Por las noches la miraba desde el otro lado. La veía. Respiraba pausadamente. Uno, dos, y vuelta a coger aire. Ojalá estuviese así de tranquila siempre. Últimamente había estado más molesta de lo normal consigo misma. Siempre se pellizcaba la barriga por esa zona de tripita que la hacía tan bonita. Se tocaba las caderas intentando encajar en unos pantalones de niña. Le decía cosas malas, muy malas y a veces incluso lloraba.
Por las noches la miraba desde allá. La veía. Y soñaba con que ella se viese también desde su misma perspectiva. Apostaba que nunca le llegaron ninguno de los piropos que le soplaba, ni ningún grito de buenos días. No se imaginaba qué cambio de realidad tan terrible podía haber desde el otro lado para no verse como ella la veía. Así que esa noche salió del espejo.

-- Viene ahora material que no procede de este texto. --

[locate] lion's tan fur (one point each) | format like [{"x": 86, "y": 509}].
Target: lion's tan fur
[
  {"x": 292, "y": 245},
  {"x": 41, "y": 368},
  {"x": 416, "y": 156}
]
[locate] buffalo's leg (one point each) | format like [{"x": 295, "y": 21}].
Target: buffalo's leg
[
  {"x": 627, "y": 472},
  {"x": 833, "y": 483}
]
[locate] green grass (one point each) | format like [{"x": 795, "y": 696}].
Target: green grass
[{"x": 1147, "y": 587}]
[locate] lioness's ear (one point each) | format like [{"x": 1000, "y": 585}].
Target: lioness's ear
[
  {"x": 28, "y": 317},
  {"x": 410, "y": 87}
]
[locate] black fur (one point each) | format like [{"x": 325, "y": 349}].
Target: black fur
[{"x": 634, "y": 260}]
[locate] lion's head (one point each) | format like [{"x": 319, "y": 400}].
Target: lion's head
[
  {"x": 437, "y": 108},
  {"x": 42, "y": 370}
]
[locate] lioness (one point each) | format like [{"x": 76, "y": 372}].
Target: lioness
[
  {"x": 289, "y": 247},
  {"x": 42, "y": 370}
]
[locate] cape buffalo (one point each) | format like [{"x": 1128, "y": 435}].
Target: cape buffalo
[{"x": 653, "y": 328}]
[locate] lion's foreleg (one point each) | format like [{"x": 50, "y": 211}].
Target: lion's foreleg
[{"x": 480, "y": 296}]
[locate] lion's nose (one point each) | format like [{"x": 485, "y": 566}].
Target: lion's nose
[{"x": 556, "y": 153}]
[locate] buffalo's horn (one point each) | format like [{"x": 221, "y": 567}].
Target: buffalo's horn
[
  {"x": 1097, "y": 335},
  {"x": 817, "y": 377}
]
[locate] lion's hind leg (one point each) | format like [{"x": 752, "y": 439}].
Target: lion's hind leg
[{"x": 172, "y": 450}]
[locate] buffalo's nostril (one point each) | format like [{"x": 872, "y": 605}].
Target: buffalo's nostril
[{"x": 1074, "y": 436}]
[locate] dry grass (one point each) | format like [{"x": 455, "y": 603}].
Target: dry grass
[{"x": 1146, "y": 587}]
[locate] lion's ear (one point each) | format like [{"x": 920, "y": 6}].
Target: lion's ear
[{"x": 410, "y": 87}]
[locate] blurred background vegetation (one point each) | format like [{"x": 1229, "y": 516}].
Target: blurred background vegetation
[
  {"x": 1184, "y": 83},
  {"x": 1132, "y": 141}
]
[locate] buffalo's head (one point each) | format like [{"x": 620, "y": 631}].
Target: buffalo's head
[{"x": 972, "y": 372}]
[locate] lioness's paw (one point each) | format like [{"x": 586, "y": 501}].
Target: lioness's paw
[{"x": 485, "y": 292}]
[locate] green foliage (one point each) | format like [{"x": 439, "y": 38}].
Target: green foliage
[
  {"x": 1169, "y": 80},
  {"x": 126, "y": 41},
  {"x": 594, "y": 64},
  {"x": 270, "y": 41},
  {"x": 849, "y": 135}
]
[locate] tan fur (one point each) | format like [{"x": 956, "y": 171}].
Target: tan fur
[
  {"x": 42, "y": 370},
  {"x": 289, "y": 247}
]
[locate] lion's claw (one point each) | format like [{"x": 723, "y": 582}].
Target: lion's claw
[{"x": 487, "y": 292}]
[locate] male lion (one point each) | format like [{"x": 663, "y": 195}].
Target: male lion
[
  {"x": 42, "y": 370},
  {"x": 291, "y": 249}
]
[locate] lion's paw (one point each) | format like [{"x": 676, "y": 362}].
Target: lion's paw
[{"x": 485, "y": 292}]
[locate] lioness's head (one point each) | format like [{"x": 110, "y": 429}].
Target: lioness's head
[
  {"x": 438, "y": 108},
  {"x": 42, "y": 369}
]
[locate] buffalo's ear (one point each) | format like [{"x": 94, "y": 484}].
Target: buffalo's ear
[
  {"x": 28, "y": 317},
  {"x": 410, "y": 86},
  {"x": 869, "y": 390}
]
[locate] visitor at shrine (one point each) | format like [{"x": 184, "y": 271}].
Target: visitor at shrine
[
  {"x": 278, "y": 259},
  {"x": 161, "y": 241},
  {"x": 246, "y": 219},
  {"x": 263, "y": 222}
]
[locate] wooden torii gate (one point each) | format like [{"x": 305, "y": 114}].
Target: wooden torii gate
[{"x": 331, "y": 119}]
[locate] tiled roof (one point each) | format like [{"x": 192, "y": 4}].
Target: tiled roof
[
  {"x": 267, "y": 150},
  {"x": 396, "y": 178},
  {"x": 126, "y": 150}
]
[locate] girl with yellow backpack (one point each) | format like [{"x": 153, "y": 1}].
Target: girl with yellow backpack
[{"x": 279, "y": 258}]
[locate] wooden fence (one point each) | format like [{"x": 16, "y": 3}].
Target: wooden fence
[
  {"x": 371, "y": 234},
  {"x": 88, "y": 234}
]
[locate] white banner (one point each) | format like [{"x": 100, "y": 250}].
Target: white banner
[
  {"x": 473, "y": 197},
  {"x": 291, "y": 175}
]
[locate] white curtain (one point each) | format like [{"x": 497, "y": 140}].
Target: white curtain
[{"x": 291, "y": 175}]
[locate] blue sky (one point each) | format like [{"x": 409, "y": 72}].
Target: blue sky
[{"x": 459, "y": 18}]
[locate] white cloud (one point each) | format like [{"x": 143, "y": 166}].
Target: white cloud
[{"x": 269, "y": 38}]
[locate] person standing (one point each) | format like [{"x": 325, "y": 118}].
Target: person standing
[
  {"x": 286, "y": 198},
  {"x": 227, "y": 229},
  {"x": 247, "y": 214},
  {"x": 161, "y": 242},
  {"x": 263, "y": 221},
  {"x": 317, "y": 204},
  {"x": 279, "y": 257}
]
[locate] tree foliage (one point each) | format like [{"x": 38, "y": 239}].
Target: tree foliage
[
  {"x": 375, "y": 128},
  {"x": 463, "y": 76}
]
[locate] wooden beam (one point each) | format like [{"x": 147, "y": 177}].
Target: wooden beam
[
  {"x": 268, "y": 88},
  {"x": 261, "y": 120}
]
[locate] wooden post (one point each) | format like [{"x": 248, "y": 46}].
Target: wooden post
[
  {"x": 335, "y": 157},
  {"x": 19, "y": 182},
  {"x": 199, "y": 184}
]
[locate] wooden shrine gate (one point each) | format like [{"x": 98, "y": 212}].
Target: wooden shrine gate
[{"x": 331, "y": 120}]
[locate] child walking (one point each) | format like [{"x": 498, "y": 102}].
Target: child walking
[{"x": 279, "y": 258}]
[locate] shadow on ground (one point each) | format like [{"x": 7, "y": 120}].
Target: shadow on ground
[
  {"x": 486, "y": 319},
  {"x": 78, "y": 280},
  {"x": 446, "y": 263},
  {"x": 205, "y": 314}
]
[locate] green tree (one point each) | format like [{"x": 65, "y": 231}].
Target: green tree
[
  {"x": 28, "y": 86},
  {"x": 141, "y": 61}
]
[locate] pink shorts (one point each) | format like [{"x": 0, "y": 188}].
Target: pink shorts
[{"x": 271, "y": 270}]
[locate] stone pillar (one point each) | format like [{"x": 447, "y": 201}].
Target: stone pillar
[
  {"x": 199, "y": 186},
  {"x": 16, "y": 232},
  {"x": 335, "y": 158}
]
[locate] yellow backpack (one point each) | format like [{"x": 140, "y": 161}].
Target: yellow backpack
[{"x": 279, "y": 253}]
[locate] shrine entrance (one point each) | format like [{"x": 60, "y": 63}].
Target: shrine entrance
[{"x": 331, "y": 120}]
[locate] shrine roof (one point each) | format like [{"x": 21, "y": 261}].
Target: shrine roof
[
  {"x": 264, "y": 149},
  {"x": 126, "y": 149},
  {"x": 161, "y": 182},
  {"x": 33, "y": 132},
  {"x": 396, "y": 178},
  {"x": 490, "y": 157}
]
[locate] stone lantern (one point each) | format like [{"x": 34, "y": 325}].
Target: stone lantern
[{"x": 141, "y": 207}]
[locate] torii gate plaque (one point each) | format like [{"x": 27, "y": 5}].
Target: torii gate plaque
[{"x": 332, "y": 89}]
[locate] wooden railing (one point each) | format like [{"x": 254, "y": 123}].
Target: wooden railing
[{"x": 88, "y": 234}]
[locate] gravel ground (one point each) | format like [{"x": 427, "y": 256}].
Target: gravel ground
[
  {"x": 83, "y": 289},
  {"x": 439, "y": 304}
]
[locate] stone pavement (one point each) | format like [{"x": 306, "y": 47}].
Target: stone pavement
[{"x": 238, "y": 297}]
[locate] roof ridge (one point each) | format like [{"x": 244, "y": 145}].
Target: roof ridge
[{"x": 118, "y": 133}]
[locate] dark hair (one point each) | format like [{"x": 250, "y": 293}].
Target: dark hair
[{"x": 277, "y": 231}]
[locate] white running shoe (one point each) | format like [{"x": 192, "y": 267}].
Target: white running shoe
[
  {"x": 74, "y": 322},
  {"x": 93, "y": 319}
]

Atravesó el cristal sin romperlo y se reposó sobre los pies de la cama y se recostó junto a ella. Respiraba calor, podía ver cómo se le empañaba con cada expiración. Se acercó más a su cara. La quiso besar. La besó. Y en una inspiración la niña absorbió a su reflejo.
Otra persona se habría levantado al día siguiente y se habría asustado al no encontrarse en el espejo, incluyendo a la niña en un día cualquiera. Sin embargo ese día no se asustó, ni al siguiente, ni al otro, ni al de más allá. La niña no sabía que no tenía reflejo. Porque tampoco le hizo falta. Jamás volvió a mirarse y requetemirarse en ningún espejo, se sabía guapa, se sentía estupenda, radiante y ya. Y es que aquel día despertó con una vocecita en su interior que le acariciaba el subconsciente. Y ya jamás nada le importó, ni siquiera no reflejarse.